Direct Answer
A top-down sector research process works by constraining the stock selection problem. Rather than evaluating thousands of stocks simultaneously, it filters down in stages: first to sectors favored by the macro environment and showing strong relative strength, then to specific industries within those sectors that have favorable competitive dynamics and leading KPIs, and finally to individual stocks within those industries that pass fundamental and technical entry criteria. Each stage significantly reduces the number of securities requiring detailed analysis.

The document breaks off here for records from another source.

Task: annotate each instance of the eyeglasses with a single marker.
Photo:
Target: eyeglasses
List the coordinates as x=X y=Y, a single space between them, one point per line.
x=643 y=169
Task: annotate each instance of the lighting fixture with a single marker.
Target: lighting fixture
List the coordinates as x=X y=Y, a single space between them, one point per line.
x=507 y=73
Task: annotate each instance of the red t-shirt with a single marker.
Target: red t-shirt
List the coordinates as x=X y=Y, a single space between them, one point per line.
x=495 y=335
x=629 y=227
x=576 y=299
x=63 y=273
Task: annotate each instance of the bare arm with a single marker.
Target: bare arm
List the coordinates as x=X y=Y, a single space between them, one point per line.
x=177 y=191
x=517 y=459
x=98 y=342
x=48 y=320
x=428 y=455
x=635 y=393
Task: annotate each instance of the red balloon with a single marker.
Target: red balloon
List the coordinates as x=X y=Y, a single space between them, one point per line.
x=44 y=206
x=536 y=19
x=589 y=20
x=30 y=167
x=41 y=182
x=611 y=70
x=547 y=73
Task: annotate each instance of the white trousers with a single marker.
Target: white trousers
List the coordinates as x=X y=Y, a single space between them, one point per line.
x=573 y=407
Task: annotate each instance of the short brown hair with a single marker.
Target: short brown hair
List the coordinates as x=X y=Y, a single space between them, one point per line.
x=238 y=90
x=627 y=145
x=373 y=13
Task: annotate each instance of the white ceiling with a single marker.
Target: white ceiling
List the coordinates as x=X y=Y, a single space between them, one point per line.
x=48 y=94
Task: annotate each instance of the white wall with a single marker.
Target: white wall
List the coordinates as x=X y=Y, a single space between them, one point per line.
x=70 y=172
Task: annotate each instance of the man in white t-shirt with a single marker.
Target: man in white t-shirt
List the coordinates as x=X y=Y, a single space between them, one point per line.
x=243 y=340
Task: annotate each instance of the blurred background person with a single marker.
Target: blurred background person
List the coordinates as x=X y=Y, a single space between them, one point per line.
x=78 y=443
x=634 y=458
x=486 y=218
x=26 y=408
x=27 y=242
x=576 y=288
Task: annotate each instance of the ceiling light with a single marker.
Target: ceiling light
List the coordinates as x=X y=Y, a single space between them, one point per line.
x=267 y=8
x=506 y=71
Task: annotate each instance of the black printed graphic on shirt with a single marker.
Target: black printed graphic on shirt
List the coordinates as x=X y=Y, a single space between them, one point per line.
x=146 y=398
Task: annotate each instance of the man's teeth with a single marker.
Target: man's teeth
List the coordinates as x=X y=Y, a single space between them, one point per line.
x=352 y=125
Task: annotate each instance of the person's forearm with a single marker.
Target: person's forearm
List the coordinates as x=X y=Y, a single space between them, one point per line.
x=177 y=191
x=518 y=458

The process requires four sequential steps: (1) macro assessment — reading the economic cycle phase and identifying which sector characteristics benefit from that environment; (2) sector selection — ranking all 11 GICS sectors by RS and filtering against macro signals to identify 3-4 overweights; (3) industry selection — within the favored sectors, identifying the 1-3 GICS industries with the best KPI trends and competitive dynamics; (4) stock selection — applying fundamental screening and individual company analysis within the selected industries. A monthly review cadence maintains the allocation and catches when macro or RS signals change.
Key Takeaways
- Macro first, stock last: Committing to macro and sector decisions before looking at individual stocks prevents confirmation bias, where you fall in love with a stock and rationalize a sector view backward.
- Combine macro and RS signals: Sectors with both favorable macro rationale and strong relative strength are higher-conviction overweights than sectors with only one signal in their favor.
- Limit active overweights to 3-4 sectors: More than 4 overweights dilute the conviction signal; fewer than 3 create excessive sector concentration risk.
- Industry selection within favored sectors narrows further: Within a favored sector, not all industries perform equally. Identify the 1-3 sub-industries with leading KPI trends before selecting stocks.
- Document every decision with its rationale: A written record of why each allocation was made, and what would change it, creates accountability and allows post-hoc review of what worked.
- Monthly review is the right cadence for sector rotation: Economic cycle signals and RS rankings change slowly enough that weekly rebalancing adds noise; quarterly is too infrequent to capture rotation moves.
- Define exit criteria before entering: Pre-defining when you will reduce an overweight (e.g., sector falls out of the top-4 RS ranking for two consecutive months, or the macro signal that drove the thesis reverses) prevents rationalization of failed positions.
- Top-down sets direction; position sizing manages risk: Even in a favored sector, position-level risk management (stop losses, position size relative to portfolio) is required. The sector thesis does not guarantee individual stock success.
Core Concepts
Step 1: Macro Assessment — Reading the Economic Environment
The macro assessment answers: what phase of the economic cycle are we in, and what are the dominant macro forces acting on equity markets right now? This is not a forecasting exercise — it is a reading of current conditions combined with leading indicators that provide a probabilistic view of the next 6-12 months.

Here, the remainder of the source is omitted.